Dans un premier temps, on avait prétendu que l'argent investi ne provenait pas de l'assurance de base, mais des assurances complémentaires, version moyennement convaincante pour beaucoup. Suite à un avis de droit des professeurs Rhinow et Kägi-Diener, Monsieur le conseiller fédéral Couchepin a admis, dans le cadre de l'heure des questions du 18 décembre 2006, que l'engagement de fonds provenant de l'assurance de base dans le cadre de campagnes électorales était effectivement inadmissible.
Afin d'empêcher pareille pratique, le groupe socialiste, représenté par Monsieur Berberat, propose de modifier l'article 22 LAMal en y ajoutant expressément l'interdiction de ce mode de financement, qu'il soit direct ou par le biais d'une organisation de branche. Il convient de rappeler que les assurés sont des clients captifs, qui n'ont pas la faculté de s'exprimer sur l'usage qui est fait de l'argent qu'ils ont l'obligation de verser.
Le représentant de l'administration a admis l'existence du problème et il a précisé que l'Office fédéral de la justice avait été saisi sur la base du rapport Rhinow/Kägi-Diener. S'agissant du point qui nous occupe, le département a déclaré qu'à l'avenir, un contrôle serait exercé sur l'argent mis à disposition de Santésuisse. De plus, les assureurs ont été rendus attentifs au fait qu'ils n'ont pas la possibilité d'assurer le soutien financier de campagnes électorales. Concernant la campagne de votation au sujet du projet de caisse unique, l'administration a affirmé que l'entier du soutien apporté par Santésuisse avait été obtenu par le biais des assurances complémentaires, élément mis en évidence par deux expertises indépendantes. Pour le reste, les réflexions en cours de la part de l'administration feront l'objet d'un rapport disponible, en principe, dès fin 2008.

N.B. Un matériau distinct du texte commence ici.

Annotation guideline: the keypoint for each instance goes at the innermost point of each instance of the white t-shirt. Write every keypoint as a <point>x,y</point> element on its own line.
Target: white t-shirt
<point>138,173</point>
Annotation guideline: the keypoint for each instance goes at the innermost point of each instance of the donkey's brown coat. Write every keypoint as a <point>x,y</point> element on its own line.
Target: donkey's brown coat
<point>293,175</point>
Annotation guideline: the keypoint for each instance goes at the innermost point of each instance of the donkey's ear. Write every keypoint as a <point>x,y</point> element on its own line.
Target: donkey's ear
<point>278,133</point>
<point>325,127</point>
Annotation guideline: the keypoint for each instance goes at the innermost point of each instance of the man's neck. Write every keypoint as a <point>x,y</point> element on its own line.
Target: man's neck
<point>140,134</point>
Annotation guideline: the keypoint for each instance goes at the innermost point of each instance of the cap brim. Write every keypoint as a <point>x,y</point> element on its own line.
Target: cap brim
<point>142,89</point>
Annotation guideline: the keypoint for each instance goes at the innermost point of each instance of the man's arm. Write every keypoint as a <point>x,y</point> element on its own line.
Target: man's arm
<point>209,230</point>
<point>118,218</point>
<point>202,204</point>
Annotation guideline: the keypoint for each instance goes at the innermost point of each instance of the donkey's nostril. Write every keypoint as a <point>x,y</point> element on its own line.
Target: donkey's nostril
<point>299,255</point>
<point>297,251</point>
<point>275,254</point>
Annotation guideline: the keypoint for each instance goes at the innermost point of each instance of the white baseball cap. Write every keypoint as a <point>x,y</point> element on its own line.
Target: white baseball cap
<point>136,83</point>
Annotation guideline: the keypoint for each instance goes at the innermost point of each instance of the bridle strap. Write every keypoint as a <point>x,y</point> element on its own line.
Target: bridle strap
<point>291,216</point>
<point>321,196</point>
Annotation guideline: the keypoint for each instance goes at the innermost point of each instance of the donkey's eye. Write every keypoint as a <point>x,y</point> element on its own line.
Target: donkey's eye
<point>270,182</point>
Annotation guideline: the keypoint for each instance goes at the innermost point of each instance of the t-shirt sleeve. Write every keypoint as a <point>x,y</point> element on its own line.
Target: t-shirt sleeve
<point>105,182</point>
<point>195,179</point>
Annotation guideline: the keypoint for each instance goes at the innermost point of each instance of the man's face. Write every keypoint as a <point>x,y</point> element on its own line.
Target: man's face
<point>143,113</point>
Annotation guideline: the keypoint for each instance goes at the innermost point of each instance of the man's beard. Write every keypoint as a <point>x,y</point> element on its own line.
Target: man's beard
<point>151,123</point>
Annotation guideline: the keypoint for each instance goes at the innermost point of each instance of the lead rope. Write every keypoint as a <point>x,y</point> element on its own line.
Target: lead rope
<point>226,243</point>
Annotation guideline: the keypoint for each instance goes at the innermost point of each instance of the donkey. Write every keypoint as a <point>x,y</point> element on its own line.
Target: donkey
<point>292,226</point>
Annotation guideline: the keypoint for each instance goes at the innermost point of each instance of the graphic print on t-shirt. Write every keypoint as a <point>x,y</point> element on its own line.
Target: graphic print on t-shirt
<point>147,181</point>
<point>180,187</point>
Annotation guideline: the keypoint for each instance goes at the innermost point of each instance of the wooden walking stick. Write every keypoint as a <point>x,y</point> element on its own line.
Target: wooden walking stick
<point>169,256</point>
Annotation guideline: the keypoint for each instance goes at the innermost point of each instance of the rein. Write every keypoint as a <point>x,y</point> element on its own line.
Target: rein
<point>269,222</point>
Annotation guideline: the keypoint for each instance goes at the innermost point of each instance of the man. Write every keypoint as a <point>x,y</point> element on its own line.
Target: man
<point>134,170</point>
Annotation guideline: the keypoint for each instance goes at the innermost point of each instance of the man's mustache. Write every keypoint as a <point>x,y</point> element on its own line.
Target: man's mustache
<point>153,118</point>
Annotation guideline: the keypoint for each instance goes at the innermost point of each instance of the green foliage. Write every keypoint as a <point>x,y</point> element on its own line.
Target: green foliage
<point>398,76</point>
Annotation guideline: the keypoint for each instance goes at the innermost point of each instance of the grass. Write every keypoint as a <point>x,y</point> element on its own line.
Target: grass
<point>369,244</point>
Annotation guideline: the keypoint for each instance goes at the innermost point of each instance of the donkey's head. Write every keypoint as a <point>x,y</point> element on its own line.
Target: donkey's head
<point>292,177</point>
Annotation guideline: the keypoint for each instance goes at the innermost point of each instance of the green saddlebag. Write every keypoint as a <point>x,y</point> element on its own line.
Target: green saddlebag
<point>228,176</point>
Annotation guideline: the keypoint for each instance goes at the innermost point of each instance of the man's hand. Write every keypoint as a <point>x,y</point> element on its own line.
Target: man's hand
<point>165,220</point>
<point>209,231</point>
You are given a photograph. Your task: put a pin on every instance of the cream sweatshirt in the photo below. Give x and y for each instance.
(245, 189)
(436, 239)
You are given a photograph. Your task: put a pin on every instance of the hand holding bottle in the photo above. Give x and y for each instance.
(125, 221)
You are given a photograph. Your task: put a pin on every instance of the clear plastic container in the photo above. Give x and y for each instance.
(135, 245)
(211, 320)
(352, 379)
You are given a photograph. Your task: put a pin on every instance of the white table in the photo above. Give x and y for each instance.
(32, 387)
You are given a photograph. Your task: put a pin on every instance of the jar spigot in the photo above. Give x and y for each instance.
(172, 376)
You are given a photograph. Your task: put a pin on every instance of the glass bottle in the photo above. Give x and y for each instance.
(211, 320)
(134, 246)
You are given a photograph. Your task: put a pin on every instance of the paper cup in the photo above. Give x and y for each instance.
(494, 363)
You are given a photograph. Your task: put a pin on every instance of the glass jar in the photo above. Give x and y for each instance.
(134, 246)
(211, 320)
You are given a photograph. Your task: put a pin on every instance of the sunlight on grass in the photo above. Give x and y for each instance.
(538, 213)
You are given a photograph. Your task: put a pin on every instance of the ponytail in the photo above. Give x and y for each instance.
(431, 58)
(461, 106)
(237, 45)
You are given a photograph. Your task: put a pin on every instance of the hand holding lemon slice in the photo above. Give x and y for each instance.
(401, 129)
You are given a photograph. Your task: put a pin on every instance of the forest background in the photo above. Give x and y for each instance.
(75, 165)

Les opposants estiment, pour leur part, que le but poursuivi par cette initiative parlementaire est atteint, puisque les assureurs ont été rappelés à leurs devoirs. De plus, s'agissant du processus purement politique, les chances d'une telle initiative de trouver grâce auprès de nos homologues du Conseil des Etats sont extrêmement minces.
Suite à cette discussion, la commission s'est prononcée et elle vous propose, avec un score étriqué de 11 voix contre 10, de ne pas donner suite à l'initiative parlementaire du groupe socialiste.